Remediation aims and strategies Using the Acid Sulfate Remediation and Floodplain Management for Coastal Floodplains in NSW (Tulau, 2007); the aims of remediation are to: (a) minimise the production of acid and other oxidation products and (b) reduce the export of existing acid and oxidation product discharges.
The guidelines state this (a) is achieved via water table management to maintain water above the ASS layer and (b) is achieved via containing, neutralising, diluting or chemically reducing these products.
The guidelines outline four remediation strategies for coastal floodplains, floodgate management/modification; restoration of estuarine areas; dry acid containment, and wet acid containment strategies.

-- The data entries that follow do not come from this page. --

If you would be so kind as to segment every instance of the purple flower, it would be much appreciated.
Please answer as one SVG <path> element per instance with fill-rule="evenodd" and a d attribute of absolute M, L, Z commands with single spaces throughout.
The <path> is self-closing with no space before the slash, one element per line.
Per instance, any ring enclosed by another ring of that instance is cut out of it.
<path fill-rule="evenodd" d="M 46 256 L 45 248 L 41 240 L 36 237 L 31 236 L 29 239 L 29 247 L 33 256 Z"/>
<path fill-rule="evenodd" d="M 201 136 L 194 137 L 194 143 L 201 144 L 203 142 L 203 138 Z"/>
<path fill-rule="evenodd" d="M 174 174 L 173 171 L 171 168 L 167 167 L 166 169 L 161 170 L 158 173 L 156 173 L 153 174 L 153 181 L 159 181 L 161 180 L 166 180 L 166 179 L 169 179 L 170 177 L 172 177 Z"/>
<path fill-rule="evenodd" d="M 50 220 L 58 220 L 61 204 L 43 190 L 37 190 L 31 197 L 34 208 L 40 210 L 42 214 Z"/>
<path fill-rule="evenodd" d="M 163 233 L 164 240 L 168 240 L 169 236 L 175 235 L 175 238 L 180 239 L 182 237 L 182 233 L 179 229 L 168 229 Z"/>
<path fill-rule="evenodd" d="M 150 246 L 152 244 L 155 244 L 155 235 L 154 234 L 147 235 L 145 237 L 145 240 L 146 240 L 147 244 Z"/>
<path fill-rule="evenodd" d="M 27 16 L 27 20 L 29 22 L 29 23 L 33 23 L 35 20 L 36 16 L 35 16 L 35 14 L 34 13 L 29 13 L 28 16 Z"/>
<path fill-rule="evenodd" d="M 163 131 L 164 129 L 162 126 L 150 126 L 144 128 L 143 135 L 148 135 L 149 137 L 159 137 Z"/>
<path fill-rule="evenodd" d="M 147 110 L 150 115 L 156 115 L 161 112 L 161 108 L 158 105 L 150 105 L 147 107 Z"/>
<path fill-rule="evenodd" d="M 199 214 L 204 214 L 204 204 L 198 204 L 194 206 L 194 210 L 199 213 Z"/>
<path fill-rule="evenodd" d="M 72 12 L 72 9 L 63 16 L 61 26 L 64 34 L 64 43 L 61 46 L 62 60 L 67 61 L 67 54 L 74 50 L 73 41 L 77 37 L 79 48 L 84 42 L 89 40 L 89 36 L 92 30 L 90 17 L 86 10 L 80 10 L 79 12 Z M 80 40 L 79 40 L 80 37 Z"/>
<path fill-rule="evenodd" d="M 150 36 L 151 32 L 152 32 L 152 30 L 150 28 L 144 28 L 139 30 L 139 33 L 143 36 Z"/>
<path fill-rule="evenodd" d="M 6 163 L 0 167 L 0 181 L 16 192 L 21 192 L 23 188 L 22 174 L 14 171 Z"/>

The limited tidal influence (floodgate management), limited neutralising/buffering capacity of receiving waters (estuarine area strategy) and inability to control the water table (dry acid containment), mean that the wet acid containment strategy is the most appropriate to manage this site.
The objective of a wet acid containment strategy is the restoration of a freshwater wetland/ wet grazing area in order to:
- Prevent further oxidation and contain oxidation products by raising groundwater levels - Reduce oxidation products by increasing organic matter over time - Provide a grazing resource Agronomic advantages include protection from fire (one of landholder concerns), but other issues include snail and fluke management, mosquito risks, botulism, providing a new drinking water source for cattle (dammed water is currently piped to troughs), medium term stock exclusion, and resultant surface water quality.
Site assessment
Area The whole site (including house and farm buildings) is ca. 123 hectares with 40 hectares of lowland dry pasture. The proposed area for remediation (40 hectares) is marked in red (Fig. 1).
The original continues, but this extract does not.